You treated us to such a joyful experience in the home of your mother surrounded by her portraits of beauty. You were a magnificent host. Your words came from your heart and entered ours and our words came from our hearts and were meant to enter yours. It was a perfect evening of companionship.


Mrs Pamela Balton, Thuc Doan / Bem, Mr Jeffrey Balton, Mrs Myna Herscher and Mr Uri D Herscher, March 11, 2018 (left to right)

Dear Bem,

We all send loving hugs from Saigon. You treated us to such a joyful experience in the home of your mother surrounded by her portraits of beauty. You were a magnificent host. Your words came from your heart and entered ours and our words came from our hearts and were meant to enter yours. It was a perfect evening of companionship.

Let’s plan on continuing to be in touch from time to time as you complete your studies. We would welcome you and your mother whenever you find ourselves in Southern California.

With heartfelt appreciation for our sharing an inspired evening, we send our warm embraces,
Uri, Myna, Pam and Jeff


These notes are excerpted from Dr Uri D Herscher’s email to Thuc Doan / Bem, dated March 13, 2018.

Uri Herscher, Jack Skirball, Moshe Safdie (left to right), Image courtesy by Skirball Cultural Center

Uri D. Herscher, Executive Committee, is the visionary and founder of the Skirball Cultural Center. He led Skirball from its inception in the early 1980s and was named Founding President and CEO when the institution opened to the public in October 1995. The Skirball Cultural Center is a place of meeting guided by the Jewish tradition of welcoming strangers and inspired by the American democratic ideals of freedom and equality. We welcome people of all communities and generations to participate in cultural experiences that celebrate discovery and hope, foster human connections and call upon us to help build a more just society. He served in that role until June 2020. Dr Herscher is a scholar, administrator, and rabbi whose abiding commitment to Jewish values—which he embraces as universally ethical in essence and practice—has infused the Skirball throughout its history.

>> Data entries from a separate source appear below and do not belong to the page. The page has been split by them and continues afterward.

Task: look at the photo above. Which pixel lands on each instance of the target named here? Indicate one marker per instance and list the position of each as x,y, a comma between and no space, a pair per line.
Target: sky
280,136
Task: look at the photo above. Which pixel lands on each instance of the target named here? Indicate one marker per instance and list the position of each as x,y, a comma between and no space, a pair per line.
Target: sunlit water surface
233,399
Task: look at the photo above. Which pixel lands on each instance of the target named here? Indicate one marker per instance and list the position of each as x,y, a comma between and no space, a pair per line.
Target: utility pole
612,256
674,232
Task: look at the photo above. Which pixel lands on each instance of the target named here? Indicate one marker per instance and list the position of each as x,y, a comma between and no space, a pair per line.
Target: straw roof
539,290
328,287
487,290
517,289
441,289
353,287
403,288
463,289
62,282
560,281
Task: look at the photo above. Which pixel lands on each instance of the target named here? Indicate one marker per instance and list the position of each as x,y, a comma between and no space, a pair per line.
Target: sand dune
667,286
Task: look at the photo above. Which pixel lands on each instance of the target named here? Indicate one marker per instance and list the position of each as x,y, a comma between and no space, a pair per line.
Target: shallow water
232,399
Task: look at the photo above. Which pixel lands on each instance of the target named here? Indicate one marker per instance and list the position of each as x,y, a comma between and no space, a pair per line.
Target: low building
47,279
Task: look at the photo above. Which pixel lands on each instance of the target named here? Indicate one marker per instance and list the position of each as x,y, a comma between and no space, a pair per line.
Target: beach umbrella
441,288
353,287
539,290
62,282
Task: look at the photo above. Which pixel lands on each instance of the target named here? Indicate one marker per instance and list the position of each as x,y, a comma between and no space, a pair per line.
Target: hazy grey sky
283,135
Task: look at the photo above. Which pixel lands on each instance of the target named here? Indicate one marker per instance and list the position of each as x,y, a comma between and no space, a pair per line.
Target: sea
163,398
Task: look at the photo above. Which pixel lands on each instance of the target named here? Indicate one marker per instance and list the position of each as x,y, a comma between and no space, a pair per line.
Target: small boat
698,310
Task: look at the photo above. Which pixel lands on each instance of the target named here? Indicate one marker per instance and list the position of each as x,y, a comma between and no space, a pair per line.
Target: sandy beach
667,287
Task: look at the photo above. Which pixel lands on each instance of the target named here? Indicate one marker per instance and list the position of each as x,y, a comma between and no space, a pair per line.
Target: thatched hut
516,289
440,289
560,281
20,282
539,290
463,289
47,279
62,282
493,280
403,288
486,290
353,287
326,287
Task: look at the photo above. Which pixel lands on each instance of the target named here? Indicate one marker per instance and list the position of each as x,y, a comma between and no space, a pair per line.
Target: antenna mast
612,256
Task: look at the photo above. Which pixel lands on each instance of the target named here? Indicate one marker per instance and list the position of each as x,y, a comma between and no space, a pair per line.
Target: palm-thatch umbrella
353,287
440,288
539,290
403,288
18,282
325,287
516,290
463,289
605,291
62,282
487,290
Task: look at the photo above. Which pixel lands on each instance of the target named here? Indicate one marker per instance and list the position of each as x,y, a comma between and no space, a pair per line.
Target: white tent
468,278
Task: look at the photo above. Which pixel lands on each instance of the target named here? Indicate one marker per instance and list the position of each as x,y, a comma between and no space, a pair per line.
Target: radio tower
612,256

Uri Herscher receives the Outstanding American by Choice Award on April 5, 2016, in Washington, D.C.from then-Deputy Secretary of the Department of Homeland Security Alejandro Mayorcas as Leon Rodriguez, then-director of U.S. Citizenship and Immigration Services looks on. Image by Skirball Cultural Center

Prior to founding the Skirball Cultural Center, Dr Herscher was Executive Vice President and Dean of Faculty of the four-campus Hebrew Union College–Jewish Institute of Religion (HUC–JIR), a position he held for twenty-five years (1970–1995). During that time, he also held the position of Professor of American Jewish History. Over the course of his academic career, Dr Herscher authored several influential books on the history and sociology of American Jewry, among them On Jews, America, and Immigration (American Jewish Archives), Jewish Agricultural Utopias in America (Wayne State University Press), A Century of Memories, 1882–1982: The Eastern European Experience in America (American Jewish Archives), and Queen City Refuge (Behrman House).

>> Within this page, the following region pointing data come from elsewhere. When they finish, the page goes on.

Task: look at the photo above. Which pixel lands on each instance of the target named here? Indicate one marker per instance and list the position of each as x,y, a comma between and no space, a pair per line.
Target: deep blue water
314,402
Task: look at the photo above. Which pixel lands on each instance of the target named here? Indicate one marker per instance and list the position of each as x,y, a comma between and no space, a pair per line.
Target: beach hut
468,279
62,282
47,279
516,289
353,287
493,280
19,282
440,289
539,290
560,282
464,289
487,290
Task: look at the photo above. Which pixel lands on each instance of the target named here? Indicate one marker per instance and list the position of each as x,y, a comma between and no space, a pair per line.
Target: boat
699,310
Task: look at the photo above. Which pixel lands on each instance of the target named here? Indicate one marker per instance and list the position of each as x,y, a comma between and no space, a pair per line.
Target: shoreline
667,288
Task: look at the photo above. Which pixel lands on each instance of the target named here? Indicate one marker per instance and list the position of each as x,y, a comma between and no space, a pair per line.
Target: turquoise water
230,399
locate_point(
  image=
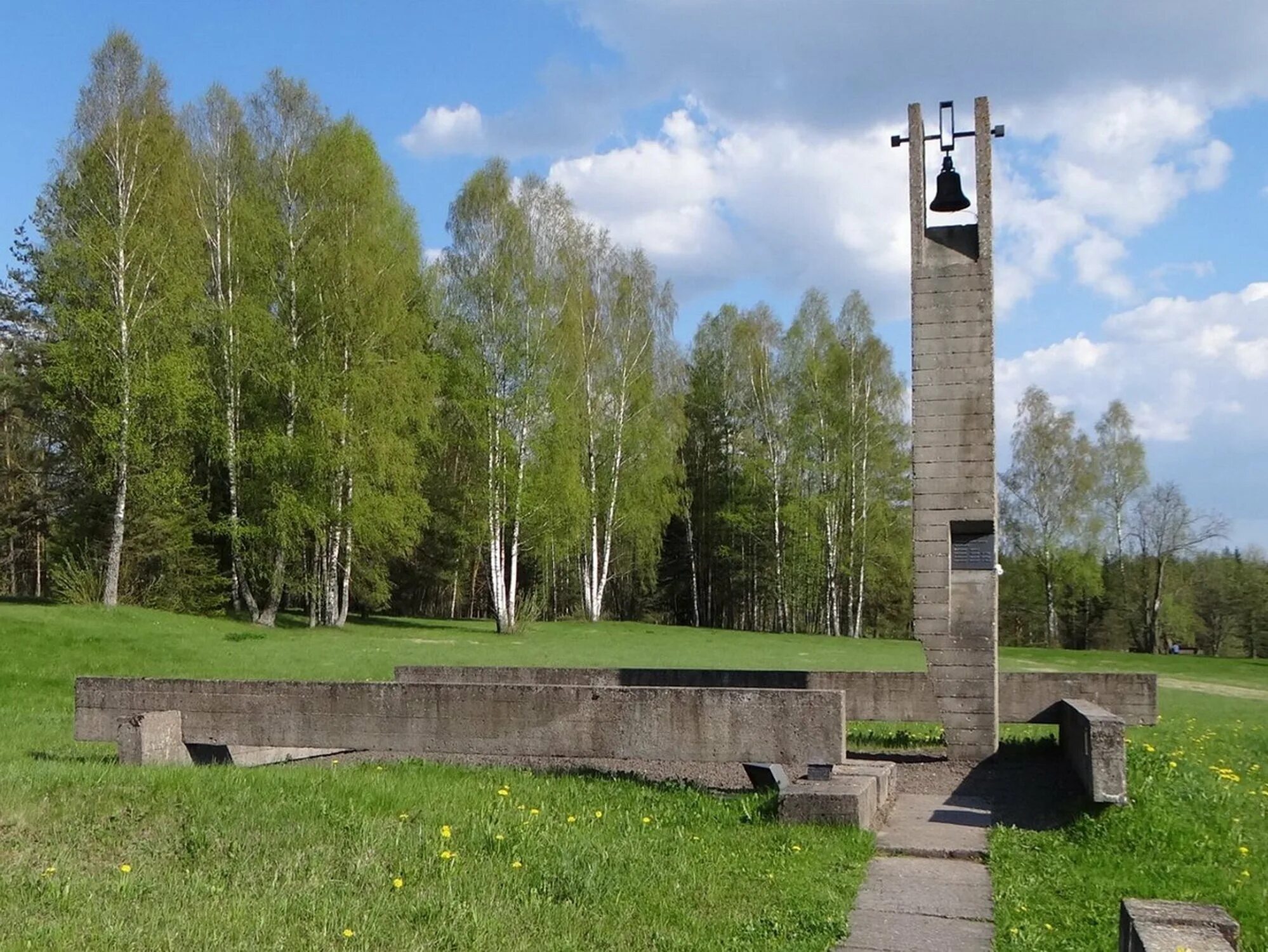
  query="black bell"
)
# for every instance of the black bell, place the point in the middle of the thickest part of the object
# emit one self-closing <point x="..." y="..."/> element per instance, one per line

Among his civic contributions to the city, Dr Herscher served a five-year term (2001–2006) as one of five commissioners on the Los Angeles Ethics Commission. Throughout his years of institutional and communal leadership, Dr Herscher sought to build public support and appreciation for the constructive role of immigration in American life. Under the auspices of the Department of Homeland Security at a White House ceremony in April 2016, Dr Herscher was recognized by US Citizenship and Immigration Services as an Outstanding American by Choice. This honour is bestowed upon a select few naturalized citizens who have made significant contributions to this nation through civic participation

Dr Herscher was born in Tel Aviv in 1941 to German Jewish refugee parents who had fled Hitler’s rise to power and made their way to British Mandate Palestine in the mid-1930s. His grandparents and many relatives were murdered in Nazi death camps. In the mid-1950s, Dr Herscher immigrated with his family to the United States, settling in San Jose, California. As an undergraduate at the University of California at Berkeley, Dr Herscher co-founded Cal Camp, a summer camp for underprivileged children in the Bay Area, which continues to operate today. He graduated with honours in 1964 with degrees in history and sociology.  He ordained a rabbi at HUC–JIR in 1970 and received a doctorate in American Jewish history in 1973. Dr Herscher holds honorary degrees from the University of Southern California, the University of Judaism, and Hebrew Union College.